I suppose it had to happen. After our pilot-phase Big Read orientation here in Washington in 2006, a four-city orientation tour around the country the following year, and now three Minneapolis orientations, The Big Read has been discovered. Claire Kirch, ace Midwest correspondent for Publishers Weekly, saw NEA research and analysis director Sunil Iyengar and me on a panel at the annual book convention in LA a couple of weeks back. In a weak moment, I mentioned our then-upcoming orientation in Minneapolis. Next thing I knew, our modest little 500-grantee kaffeeklatsch was news.

I bring this up because our grantees are so conscientious about sending us their clippings, it seems only fair that we at the national level should pony up with ours. Claire wrote a nice story and took a photo of me and Big Read publicity honcha Paulette Beete flanking our new Big Read map with 208 little flags marked the locales of our new grantees. Every one of those flags represents another city or town embracing a terrific novel for a month or so at a time.

But there’s an underlying sadness in this for me, and it may help explain why I’ve been suffering from a pronounced case of blogger’s block ever since orientation: In a word, no more Big Reads till September.

The Big Read lays low over the summer, not to rev up again until school’s back in session. The office still hums, maybe faster than ever, since we have a slew of Big Read materials to turn out. But the subtle thrum of Big Reads by the dozens, all putting on programs and convening discussions and staging events — the nationwide shuffle of tens of thousands of pages all turning at once — that all falls quiet. Rosie the Big Ride, just donated to us by Ford, sits idle down in the Old Post Office building parking lot, slightly looking reproachful when I can even bring myself to look at it in the mornings.
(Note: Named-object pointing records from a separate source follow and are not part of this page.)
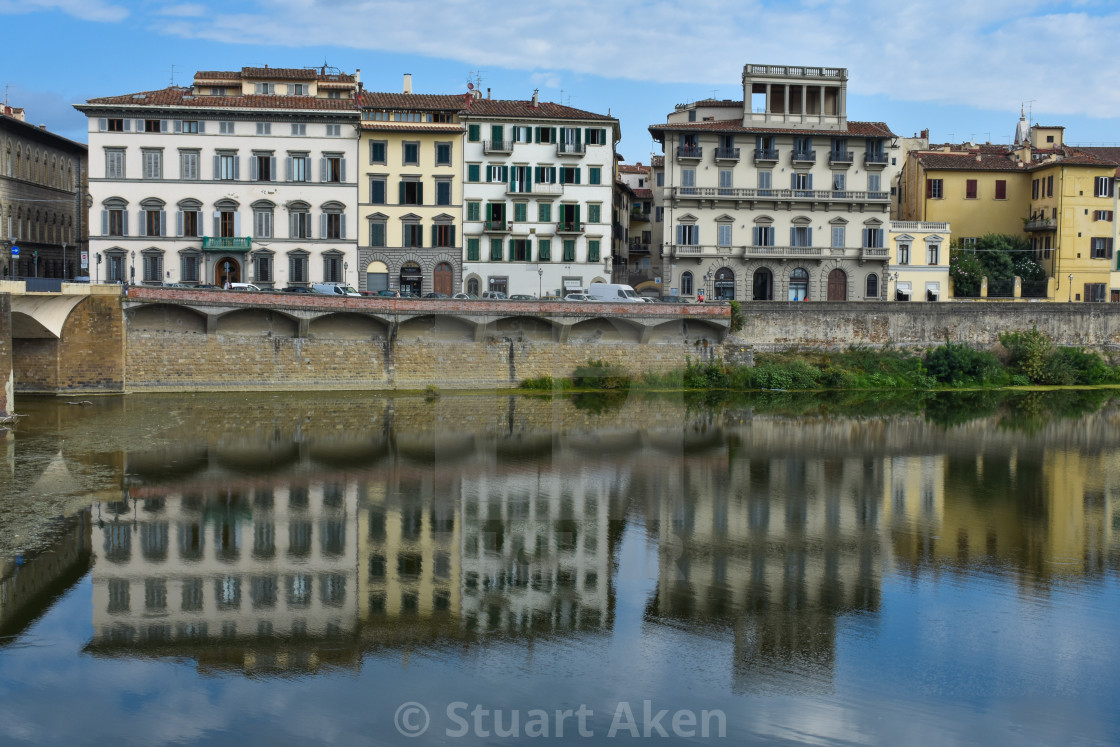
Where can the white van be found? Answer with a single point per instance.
(334, 289)
(612, 291)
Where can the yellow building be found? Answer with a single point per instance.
(410, 192)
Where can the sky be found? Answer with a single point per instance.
(961, 68)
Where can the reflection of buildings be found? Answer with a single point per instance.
(263, 579)
(28, 589)
(777, 548)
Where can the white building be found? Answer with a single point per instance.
(245, 176)
(538, 196)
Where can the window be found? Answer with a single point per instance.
(378, 233)
(226, 167)
(262, 222)
(411, 151)
(410, 193)
(442, 192)
(413, 236)
(442, 153)
(263, 167)
(299, 167)
(688, 234)
(188, 165)
(334, 168)
(114, 162)
(378, 190)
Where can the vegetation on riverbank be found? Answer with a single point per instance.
(1022, 358)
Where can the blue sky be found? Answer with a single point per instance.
(959, 67)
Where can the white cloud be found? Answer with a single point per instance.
(991, 55)
(87, 10)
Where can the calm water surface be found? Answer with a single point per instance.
(351, 569)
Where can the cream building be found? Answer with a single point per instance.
(244, 176)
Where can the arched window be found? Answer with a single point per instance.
(799, 285)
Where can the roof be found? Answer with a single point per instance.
(185, 97)
(413, 101)
(855, 129)
(543, 110)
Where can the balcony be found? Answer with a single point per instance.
(786, 195)
(226, 243)
(570, 149)
(497, 147)
(765, 155)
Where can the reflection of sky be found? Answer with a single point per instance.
(955, 660)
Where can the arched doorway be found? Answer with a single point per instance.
(838, 286)
(725, 285)
(226, 270)
(799, 285)
(411, 280)
(441, 279)
(376, 277)
(763, 285)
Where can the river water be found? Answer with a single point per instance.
(356, 569)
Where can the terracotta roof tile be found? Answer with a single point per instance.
(855, 129)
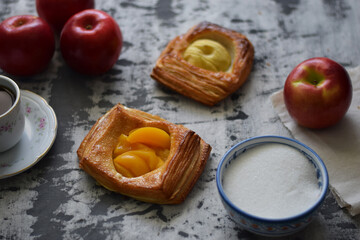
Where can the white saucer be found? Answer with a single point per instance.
(38, 137)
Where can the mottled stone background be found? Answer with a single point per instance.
(57, 200)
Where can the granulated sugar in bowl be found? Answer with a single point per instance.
(272, 185)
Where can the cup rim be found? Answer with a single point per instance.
(17, 92)
(275, 139)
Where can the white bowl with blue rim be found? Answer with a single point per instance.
(264, 225)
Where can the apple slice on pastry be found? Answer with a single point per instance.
(143, 156)
(207, 64)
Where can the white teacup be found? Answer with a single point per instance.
(12, 119)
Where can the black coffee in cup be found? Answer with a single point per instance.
(7, 99)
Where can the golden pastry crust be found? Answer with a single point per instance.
(200, 84)
(168, 184)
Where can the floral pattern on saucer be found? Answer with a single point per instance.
(38, 137)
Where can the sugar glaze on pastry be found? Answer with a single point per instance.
(185, 69)
(169, 182)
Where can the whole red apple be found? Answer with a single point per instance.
(27, 45)
(57, 12)
(91, 42)
(318, 93)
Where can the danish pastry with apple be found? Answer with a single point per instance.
(207, 64)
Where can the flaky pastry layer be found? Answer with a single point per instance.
(169, 184)
(202, 85)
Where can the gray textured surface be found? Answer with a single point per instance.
(57, 200)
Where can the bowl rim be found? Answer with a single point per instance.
(274, 139)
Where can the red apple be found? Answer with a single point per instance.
(318, 93)
(91, 42)
(27, 45)
(57, 12)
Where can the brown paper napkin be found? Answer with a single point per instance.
(338, 146)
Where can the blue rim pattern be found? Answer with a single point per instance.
(303, 218)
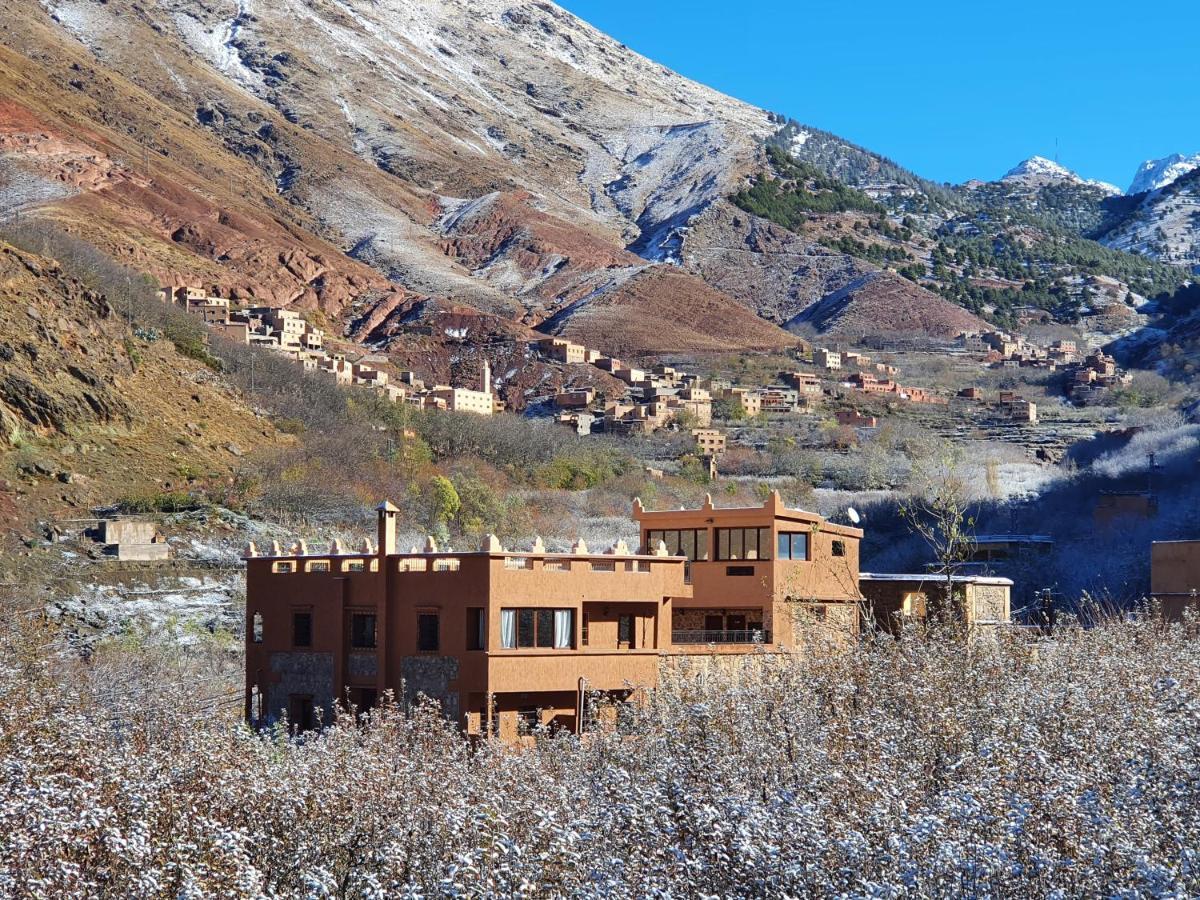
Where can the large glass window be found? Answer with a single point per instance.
(551, 629)
(792, 545)
(691, 543)
(743, 544)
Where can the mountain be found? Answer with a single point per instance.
(89, 413)
(1163, 223)
(359, 156)
(1155, 174)
(1039, 171)
(391, 165)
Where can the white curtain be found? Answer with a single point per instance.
(563, 628)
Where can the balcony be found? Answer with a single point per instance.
(717, 636)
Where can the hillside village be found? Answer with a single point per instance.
(447, 453)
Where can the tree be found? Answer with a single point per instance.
(439, 505)
(940, 511)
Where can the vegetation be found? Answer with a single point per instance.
(919, 767)
(797, 191)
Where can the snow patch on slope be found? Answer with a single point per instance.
(1042, 169)
(660, 178)
(1155, 174)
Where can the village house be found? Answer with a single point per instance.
(826, 359)
(981, 603)
(465, 400)
(508, 641)
(1175, 577)
(576, 399)
(559, 348)
(711, 442)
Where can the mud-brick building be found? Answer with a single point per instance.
(1175, 577)
(982, 604)
(509, 640)
(501, 640)
(772, 574)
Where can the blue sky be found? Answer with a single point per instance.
(952, 90)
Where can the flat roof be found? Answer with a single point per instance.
(955, 579)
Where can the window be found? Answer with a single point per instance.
(427, 628)
(691, 543)
(477, 629)
(301, 629)
(528, 720)
(550, 629)
(792, 545)
(300, 714)
(363, 630)
(743, 544)
(625, 630)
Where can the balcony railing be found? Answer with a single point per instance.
(705, 636)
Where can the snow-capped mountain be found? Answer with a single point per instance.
(1155, 174)
(1041, 169)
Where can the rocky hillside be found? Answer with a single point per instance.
(91, 412)
(359, 155)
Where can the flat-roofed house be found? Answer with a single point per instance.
(1175, 577)
(760, 574)
(981, 603)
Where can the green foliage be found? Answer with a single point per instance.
(581, 471)
(168, 502)
(799, 190)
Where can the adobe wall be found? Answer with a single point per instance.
(299, 672)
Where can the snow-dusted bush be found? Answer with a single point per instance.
(915, 768)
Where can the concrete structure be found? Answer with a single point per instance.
(1175, 577)
(132, 540)
(828, 360)
(504, 641)
(979, 603)
(786, 573)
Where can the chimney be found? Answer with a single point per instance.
(387, 528)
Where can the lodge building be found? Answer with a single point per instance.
(505, 641)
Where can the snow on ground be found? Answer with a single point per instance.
(178, 607)
(91, 24)
(1155, 174)
(22, 189)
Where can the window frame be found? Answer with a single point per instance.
(355, 616)
(436, 615)
(477, 628)
(727, 540)
(534, 628)
(791, 546)
(295, 617)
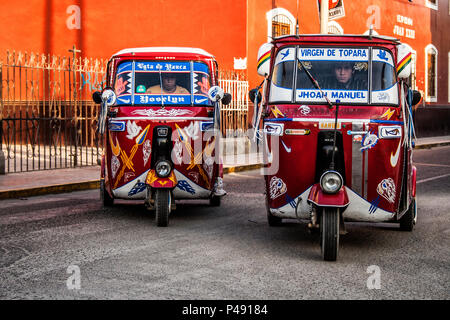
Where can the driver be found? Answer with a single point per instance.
(344, 73)
(169, 86)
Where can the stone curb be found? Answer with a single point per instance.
(87, 185)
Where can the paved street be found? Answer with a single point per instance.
(219, 253)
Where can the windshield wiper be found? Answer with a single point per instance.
(315, 83)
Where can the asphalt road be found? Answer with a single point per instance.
(67, 246)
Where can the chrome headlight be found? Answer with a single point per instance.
(331, 182)
(163, 168)
(162, 131)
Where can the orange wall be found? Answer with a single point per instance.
(107, 26)
(228, 29)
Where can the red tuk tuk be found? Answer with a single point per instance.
(338, 127)
(160, 124)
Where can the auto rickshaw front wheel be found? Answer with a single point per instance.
(329, 233)
(214, 201)
(107, 200)
(408, 220)
(271, 219)
(163, 203)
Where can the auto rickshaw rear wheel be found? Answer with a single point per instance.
(214, 201)
(329, 234)
(407, 221)
(162, 206)
(104, 195)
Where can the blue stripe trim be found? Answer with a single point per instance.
(386, 121)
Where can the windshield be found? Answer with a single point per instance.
(162, 83)
(341, 74)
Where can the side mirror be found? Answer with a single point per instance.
(226, 99)
(252, 94)
(97, 97)
(109, 96)
(416, 97)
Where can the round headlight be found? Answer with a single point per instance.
(163, 168)
(331, 182)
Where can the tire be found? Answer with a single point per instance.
(163, 201)
(271, 219)
(407, 221)
(329, 234)
(104, 195)
(214, 201)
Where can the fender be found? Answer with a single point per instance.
(322, 199)
(156, 182)
(414, 177)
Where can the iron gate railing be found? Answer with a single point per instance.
(48, 119)
(234, 116)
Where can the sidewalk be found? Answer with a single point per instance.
(26, 184)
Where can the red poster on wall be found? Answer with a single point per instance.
(335, 9)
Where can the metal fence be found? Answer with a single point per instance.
(234, 116)
(48, 119)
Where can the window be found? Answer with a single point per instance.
(280, 27)
(342, 73)
(162, 83)
(431, 73)
(279, 22)
(448, 76)
(413, 70)
(433, 4)
(335, 28)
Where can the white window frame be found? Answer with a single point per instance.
(272, 14)
(414, 69)
(432, 5)
(448, 77)
(337, 26)
(428, 98)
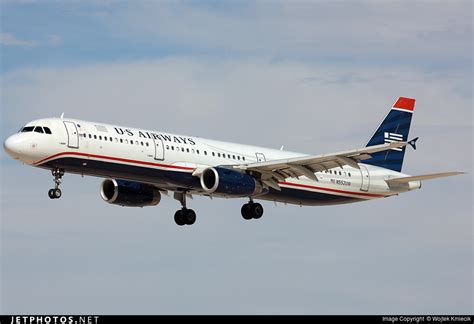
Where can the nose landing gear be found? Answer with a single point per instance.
(184, 216)
(56, 192)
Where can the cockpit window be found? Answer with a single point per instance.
(27, 129)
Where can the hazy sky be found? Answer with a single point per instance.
(314, 76)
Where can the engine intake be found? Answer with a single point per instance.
(129, 193)
(229, 182)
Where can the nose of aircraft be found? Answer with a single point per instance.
(11, 146)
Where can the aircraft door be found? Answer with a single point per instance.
(365, 178)
(260, 157)
(73, 137)
(159, 149)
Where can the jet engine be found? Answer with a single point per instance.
(129, 193)
(229, 182)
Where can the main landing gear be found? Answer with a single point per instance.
(56, 192)
(251, 210)
(184, 216)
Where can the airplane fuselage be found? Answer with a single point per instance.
(173, 162)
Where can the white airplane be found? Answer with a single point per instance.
(141, 164)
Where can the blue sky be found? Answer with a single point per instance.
(315, 76)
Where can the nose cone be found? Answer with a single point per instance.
(12, 146)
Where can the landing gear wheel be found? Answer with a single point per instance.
(189, 216)
(256, 210)
(57, 193)
(246, 212)
(178, 218)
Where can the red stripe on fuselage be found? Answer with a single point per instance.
(116, 159)
(332, 190)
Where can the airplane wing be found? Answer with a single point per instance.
(422, 177)
(278, 170)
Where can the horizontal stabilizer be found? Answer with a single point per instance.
(423, 177)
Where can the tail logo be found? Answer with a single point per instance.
(393, 137)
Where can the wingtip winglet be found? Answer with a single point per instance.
(405, 103)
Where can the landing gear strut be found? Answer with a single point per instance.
(183, 216)
(56, 192)
(251, 210)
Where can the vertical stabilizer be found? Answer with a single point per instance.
(395, 127)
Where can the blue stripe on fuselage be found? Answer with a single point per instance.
(183, 180)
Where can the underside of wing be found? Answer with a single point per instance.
(423, 177)
(272, 172)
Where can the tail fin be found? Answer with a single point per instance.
(395, 127)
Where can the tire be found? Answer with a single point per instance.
(178, 218)
(246, 212)
(257, 210)
(189, 217)
(57, 193)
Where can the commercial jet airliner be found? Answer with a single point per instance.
(139, 165)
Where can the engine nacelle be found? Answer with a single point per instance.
(129, 193)
(229, 182)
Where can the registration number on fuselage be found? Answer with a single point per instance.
(341, 182)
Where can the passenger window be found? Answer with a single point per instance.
(27, 129)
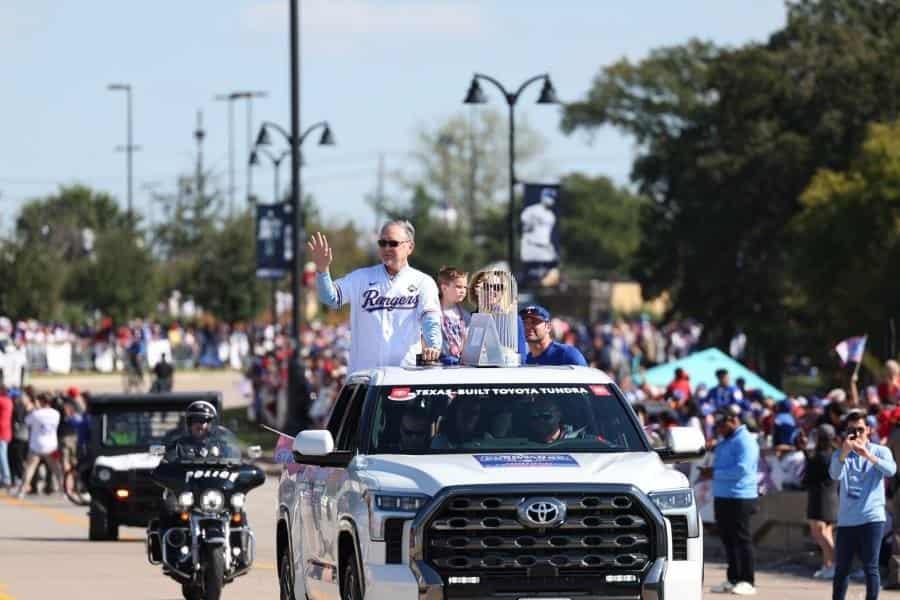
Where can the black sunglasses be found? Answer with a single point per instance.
(390, 243)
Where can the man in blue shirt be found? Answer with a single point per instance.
(860, 466)
(734, 498)
(542, 349)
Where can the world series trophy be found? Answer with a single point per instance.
(493, 335)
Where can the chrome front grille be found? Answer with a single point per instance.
(472, 534)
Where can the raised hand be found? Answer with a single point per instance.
(319, 251)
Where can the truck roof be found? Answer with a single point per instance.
(176, 401)
(535, 374)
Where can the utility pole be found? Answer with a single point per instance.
(199, 134)
(379, 193)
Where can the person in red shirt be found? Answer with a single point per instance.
(682, 384)
(5, 436)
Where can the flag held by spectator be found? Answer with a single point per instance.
(851, 349)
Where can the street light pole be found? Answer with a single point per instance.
(299, 398)
(476, 96)
(230, 98)
(129, 145)
(276, 163)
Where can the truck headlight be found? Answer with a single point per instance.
(391, 506)
(400, 503)
(186, 499)
(673, 499)
(212, 501)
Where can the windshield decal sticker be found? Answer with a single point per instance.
(402, 394)
(489, 461)
(409, 394)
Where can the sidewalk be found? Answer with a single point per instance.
(788, 582)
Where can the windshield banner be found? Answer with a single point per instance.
(489, 461)
(539, 246)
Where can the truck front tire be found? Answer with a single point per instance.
(350, 583)
(101, 526)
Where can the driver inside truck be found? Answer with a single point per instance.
(415, 429)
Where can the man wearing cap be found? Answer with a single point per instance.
(542, 349)
(734, 498)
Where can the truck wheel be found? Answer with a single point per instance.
(350, 584)
(285, 576)
(214, 573)
(100, 526)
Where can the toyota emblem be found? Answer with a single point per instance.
(542, 512)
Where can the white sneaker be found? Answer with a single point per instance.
(824, 573)
(743, 588)
(723, 588)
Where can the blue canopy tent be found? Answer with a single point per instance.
(702, 367)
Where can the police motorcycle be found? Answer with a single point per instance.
(202, 538)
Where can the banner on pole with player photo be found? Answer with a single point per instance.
(539, 243)
(271, 238)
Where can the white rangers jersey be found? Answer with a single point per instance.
(386, 314)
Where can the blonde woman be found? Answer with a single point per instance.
(493, 291)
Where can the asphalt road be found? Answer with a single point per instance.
(44, 553)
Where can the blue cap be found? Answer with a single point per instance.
(535, 310)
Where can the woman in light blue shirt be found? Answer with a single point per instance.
(860, 467)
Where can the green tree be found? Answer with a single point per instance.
(464, 162)
(224, 273)
(848, 243)
(599, 226)
(118, 279)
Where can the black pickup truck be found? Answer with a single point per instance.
(118, 463)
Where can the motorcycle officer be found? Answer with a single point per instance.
(204, 438)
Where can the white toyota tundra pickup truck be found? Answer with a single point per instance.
(528, 483)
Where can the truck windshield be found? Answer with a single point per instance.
(140, 427)
(500, 418)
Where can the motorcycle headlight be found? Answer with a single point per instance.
(186, 499)
(673, 499)
(212, 501)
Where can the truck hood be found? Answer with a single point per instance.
(127, 462)
(429, 474)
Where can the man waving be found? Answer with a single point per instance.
(392, 305)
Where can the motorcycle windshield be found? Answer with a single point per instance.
(219, 447)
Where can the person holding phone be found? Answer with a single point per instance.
(860, 467)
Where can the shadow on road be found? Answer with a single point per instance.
(65, 539)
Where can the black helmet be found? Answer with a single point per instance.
(201, 410)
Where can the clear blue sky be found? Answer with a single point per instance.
(376, 69)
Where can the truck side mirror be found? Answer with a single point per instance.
(314, 442)
(683, 444)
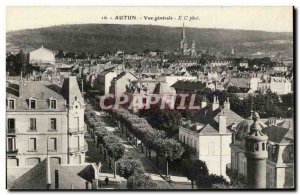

This fall, Rosie and I will take to the open road again. Just the thought of it lifts my spirits. We’ve already got four site visit requests, and it’s not even July. In the meantime, though, I’m up on blocks, racing my engines and waiting for a starting gun that isn’t even loaded yet.

The logical thing to do, for me of all people, is read. I’m embarrassed to say which, but I’ve never even read one of the new Big Read novels. I’ve got biographies of Thornton Wilder and Edgar Allan Poe piled up on my nightstand, and a new review-model Kindle from Amazon to fool around with. I’ve got a commencement address to write, too, which won’t be easy in my current frame of mind.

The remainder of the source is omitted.